On the memorable night of her first grand opera Norma and Chris dined at Mrs. von Behrens's. It was Alice who urged the arrangement, urged it quite innocently, as she frequently did the accidental pairing of Norma and Chris, because her mother was going for a week to Boston, the following day, and they wanted an evening of comfortable talk together.

Norma, with Freda and Miss Slater as excited accomplices, laid out the new corn-coloured gown at about five o'clock in the afternoon, laid beside it the stockings and slippers that exactly matched it in colour, and hung over the foot of her bed the embroidered little stays that were so ridiculously small and so unnecessarily beautiful. On a separate chair was spread the big furred wrap of gold and brown brocade, the high carriage shoes, and the long white gloves to which the tissue paper still was clinging. The orchids that Annie had given Norma that morning were standing in a slender vase on the bureau, and as a final touch the girl, regarding these preparations with a sort of enchanted delight, unfurled to its full glory the great black ostrich-feather fan. Norma amused Alice and Mrs. Melrose by refusing tea, and disappeared long before there was need, to begin the great ceremony of robing.

Miss Slater manicured her hands while Freda brushed and dressed the dark thick hair. Between Norma and the nurse there had at first been no special liking. Both were naturally candidates for Alice's favour. But as the months went by, and Norma began to realize that Miss Slater's position was not only far from the ideally beautiful one it had seemed at first, but that the homely, elderly, good-natured woman was actually putting herself to some pains to make Norma's own life in the Liggett house more comfortable than it might have been, she had come genuinely to admire Alice's attendant, and now they were fast friends. It was often in Norma's power to distract Alice's attention from the fact that Miss Slater was a little late in returning from her walk, or she would make it a point to order for the invalid something that Miss Slater had forgotten. They stood firmly together in many a small domestic emergency, and although the nurse's presence to-night was not, as Norma thought with a little pang, like having Rose or Aunt Kate with her, still it was much, much better than having no one at all.

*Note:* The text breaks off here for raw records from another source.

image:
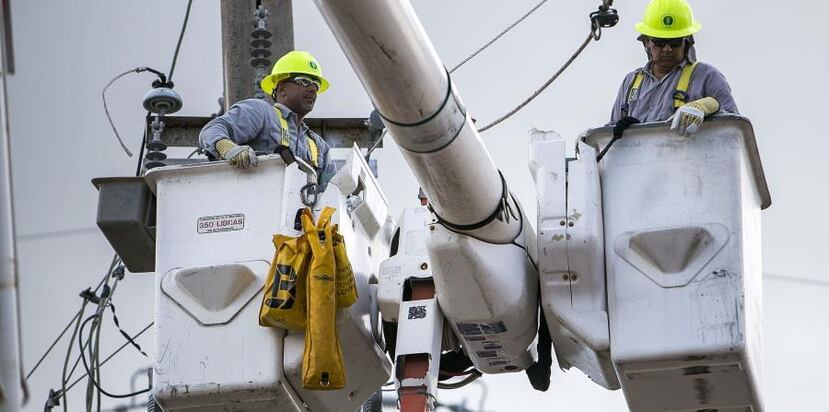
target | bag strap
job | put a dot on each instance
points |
(325, 217)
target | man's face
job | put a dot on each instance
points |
(298, 95)
(666, 53)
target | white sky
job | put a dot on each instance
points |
(774, 54)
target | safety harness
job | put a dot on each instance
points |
(286, 138)
(680, 93)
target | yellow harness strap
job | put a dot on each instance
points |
(634, 87)
(681, 92)
(286, 139)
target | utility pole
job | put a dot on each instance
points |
(11, 377)
(243, 46)
(243, 42)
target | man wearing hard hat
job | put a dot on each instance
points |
(672, 83)
(254, 126)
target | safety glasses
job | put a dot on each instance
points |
(303, 81)
(660, 43)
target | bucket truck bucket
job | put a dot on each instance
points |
(683, 256)
(213, 238)
(571, 255)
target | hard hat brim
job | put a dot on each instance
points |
(643, 28)
(270, 82)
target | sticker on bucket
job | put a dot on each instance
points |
(221, 223)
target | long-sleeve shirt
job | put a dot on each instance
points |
(654, 101)
(254, 122)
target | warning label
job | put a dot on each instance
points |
(220, 223)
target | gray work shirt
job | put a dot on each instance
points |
(655, 100)
(254, 122)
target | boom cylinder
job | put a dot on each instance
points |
(410, 87)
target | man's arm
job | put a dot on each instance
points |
(621, 99)
(241, 124)
(717, 86)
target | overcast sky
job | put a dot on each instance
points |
(774, 55)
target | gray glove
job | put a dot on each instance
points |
(242, 157)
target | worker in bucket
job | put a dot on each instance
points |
(253, 126)
(672, 85)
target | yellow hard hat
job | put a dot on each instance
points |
(293, 62)
(668, 19)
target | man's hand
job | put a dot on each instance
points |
(242, 157)
(689, 116)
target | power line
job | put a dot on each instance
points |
(180, 38)
(797, 279)
(57, 233)
(542, 88)
(604, 17)
(137, 335)
(494, 39)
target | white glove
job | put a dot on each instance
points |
(242, 157)
(687, 120)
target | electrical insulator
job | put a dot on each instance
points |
(161, 100)
(260, 48)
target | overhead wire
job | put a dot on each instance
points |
(81, 311)
(136, 336)
(596, 25)
(94, 347)
(498, 36)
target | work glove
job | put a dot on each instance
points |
(242, 157)
(690, 115)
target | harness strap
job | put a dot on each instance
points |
(633, 92)
(285, 139)
(681, 92)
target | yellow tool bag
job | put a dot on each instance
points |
(322, 364)
(284, 298)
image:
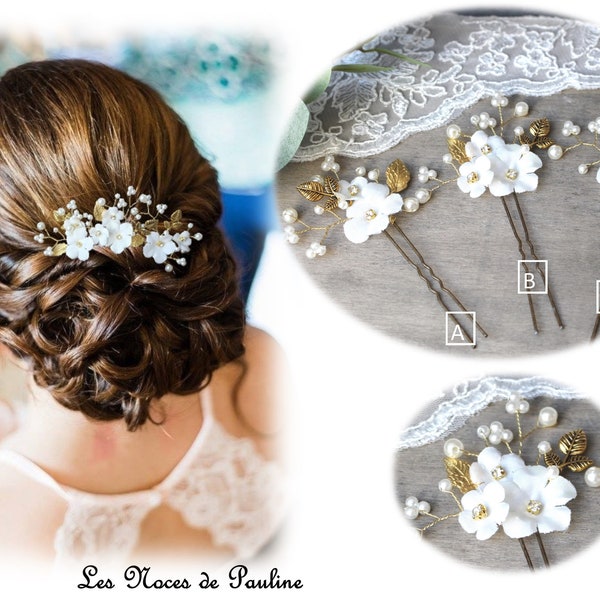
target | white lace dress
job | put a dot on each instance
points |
(221, 485)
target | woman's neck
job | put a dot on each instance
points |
(104, 457)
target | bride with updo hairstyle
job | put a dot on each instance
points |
(149, 430)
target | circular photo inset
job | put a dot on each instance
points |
(502, 473)
(443, 189)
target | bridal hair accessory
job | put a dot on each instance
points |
(573, 130)
(498, 491)
(128, 223)
(364, 207)
(485, 162)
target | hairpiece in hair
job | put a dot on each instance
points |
(364, 207)
(486, 162)
(127, 223)
(499, 491)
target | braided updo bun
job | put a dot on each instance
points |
(108, 335)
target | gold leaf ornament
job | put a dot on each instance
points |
(313, 191)
(458, 150)
(397, 176)
(458, 474)
(573, 443)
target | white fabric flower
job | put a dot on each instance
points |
(370, 211)
(537, 503)
(159, 246)
(79, 243)
(484, 510)
(99, 235)
(183, 241)
(120, 237)
(475, 176)
(514, 169)
(492, 465)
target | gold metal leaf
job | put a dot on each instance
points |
(580, 464)
(458, 473)
(543, 143)
(573, 443)
(552, 459)
(137, 240)
(98, 211)
(312, 191)
(331, 204)
(397, 176)
(331, 186)
(458, 150)
(540, 128)
(59, 249)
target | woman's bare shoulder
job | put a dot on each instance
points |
(30, 516)
(252, 393)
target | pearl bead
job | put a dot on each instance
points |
(453, 448)
(495, 438)
(547, 417)
(410, 205)
(445, 485)
(592, 476)
(483, 431)
(411, 512)
(555, 152)
(290, 215)
(544, 447)
(521, 109)
(422, 195)
(453, 131)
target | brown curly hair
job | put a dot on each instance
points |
(108, 335)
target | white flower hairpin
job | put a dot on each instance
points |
(364, 207)
(571, 129)
(485, 162)
(498, 492)
(128, 223)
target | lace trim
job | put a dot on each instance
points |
(468, 58)
(469, 399)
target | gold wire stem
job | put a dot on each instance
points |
(534, 255)
(526, 553)
(596, 328)
(542, 549)
(524, 264)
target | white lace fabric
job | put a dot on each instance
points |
(222, 485)
(470, 398)
(467, 58)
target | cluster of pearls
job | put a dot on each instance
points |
(425, 174)
(495, 433)
(413, 507)
(483, 120)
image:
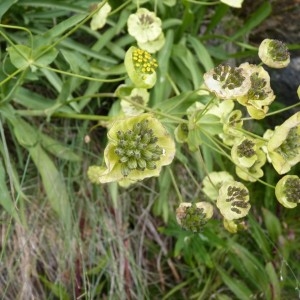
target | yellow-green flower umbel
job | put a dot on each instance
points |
(274, 53)
(260, 95)
(138, 147)
(287, 191)
(140, 67)
(144, 26)
(283, 148)
(99, 19)
(193, 216)
(228, 82)
(233, 200)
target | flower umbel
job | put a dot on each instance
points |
(138, 147)
(193, 216)
(141, 66)
(144, 26)
(287, 191)
(227, 82)
(283, 148)
(233, 200)
(99, 19)
(274, 53)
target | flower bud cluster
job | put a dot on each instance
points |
(193, 216)
(230, 77)
(233, 200)
(143, 61)
(137, 148)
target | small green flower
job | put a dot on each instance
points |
(141, 66)
(274, 53)
(155, 45)
(233, 3)
(254, 172)
(138, 147)
(232, 123)
(233, 200)
(283, 148)
(287, 191)
(244, 152)
(227, 82)
(193, 216)
(99, 19)
(144, 26)
(260, 95)
(94, 172)
(212, 183)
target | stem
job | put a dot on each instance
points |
(175, 185)
(156, 112)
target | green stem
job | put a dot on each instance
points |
(178, 120)
(11, 76)
(175, 185)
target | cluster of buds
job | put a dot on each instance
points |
(193, 216)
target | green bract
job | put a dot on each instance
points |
(193, 216)
(260, 95)
(213, 181)
(233, 200)
(228, 82)
(138, 147)
(287, 191)
(274, 53)
(233, 3)
(99, 19)
(144, 26)
(140, 67)
(283, 148)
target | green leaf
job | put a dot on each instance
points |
(20, 56)
(273, 224)
(42, 58)
(5, 199)
(201, 53)
(58, 149)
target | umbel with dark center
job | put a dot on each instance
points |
(229, 76)
(137, 148)
(237, 198)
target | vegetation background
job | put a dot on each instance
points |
(64, 238)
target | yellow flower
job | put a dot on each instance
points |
(260, 94)
(138, 147)
(233, 200)
(99, 19)
(274, 53)
(283, 148)
(140, 67)
(144, 26)
(228, 82)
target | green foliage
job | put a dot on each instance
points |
(64, 238)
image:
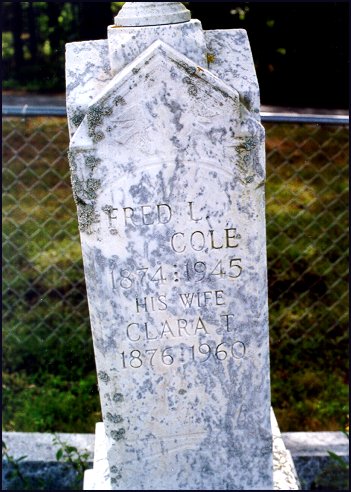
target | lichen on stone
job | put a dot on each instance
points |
(95, 117)
(103, 376)
(118, 435)
(115, 419)
(92, 162)
(77, 117)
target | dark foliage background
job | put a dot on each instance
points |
(300, 48)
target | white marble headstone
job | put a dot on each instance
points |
(168, 171)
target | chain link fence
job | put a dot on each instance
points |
(45, 313)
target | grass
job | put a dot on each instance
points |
(49, 378)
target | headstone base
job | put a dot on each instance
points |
(284, 473)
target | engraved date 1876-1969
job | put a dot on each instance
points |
(169, 355)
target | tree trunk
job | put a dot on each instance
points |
(17, 27)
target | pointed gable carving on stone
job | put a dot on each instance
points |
(160, 81)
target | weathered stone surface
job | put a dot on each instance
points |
(168, 175)
(151, 14)
(284, 472)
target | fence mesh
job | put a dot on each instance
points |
(45, 304)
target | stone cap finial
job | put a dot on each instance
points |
(137, 14)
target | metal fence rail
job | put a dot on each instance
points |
(45, 304)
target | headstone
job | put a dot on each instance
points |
(168, 170)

She sat wrapped luxuriously in a brilliant kimono, while Freda brushed and rolled busily, and Miss Slater polished and clipped. Then ensued a period of intense concentration at the mirror, when the sparkling pins were put in her hair, and the little pearl earrings screwed into her ears, and when much rubbing and greasing and powdering went on, and even some slight retouching of the innocent, red young mouth.

"Shall I?" Norma asked, dubiously eyeing the effect of a trace of rouge.

"Don't be an idiot, Miss Sheridan!" Miss Slater said. "You've got a lovely colour, and it's a shame to touch it!"

"Oh, but I think I look so pale!" Norma argued.

"Well, when you've had your dinner——Now, you take my advice, my dear, and let your face alone."

"Well, all the girls do it," Norma declared, catching up the little girdle, and not unwilling to be over-persuaded. She gave an actual shiver of delight as Freda slipped the gown over her head.

It fell into shape about her, a miracle of cut and fit. The little satiny underskirt was heavy with beads, the misty cloud of gauze that floated above it was hardly heavy enough to hold its own embroideries. Little beaded straps held it to the flawless shoulders, and Norma made her two attendants laugh as she jerked and fussed at the gold lace and tiny satin roses that crossed her breast.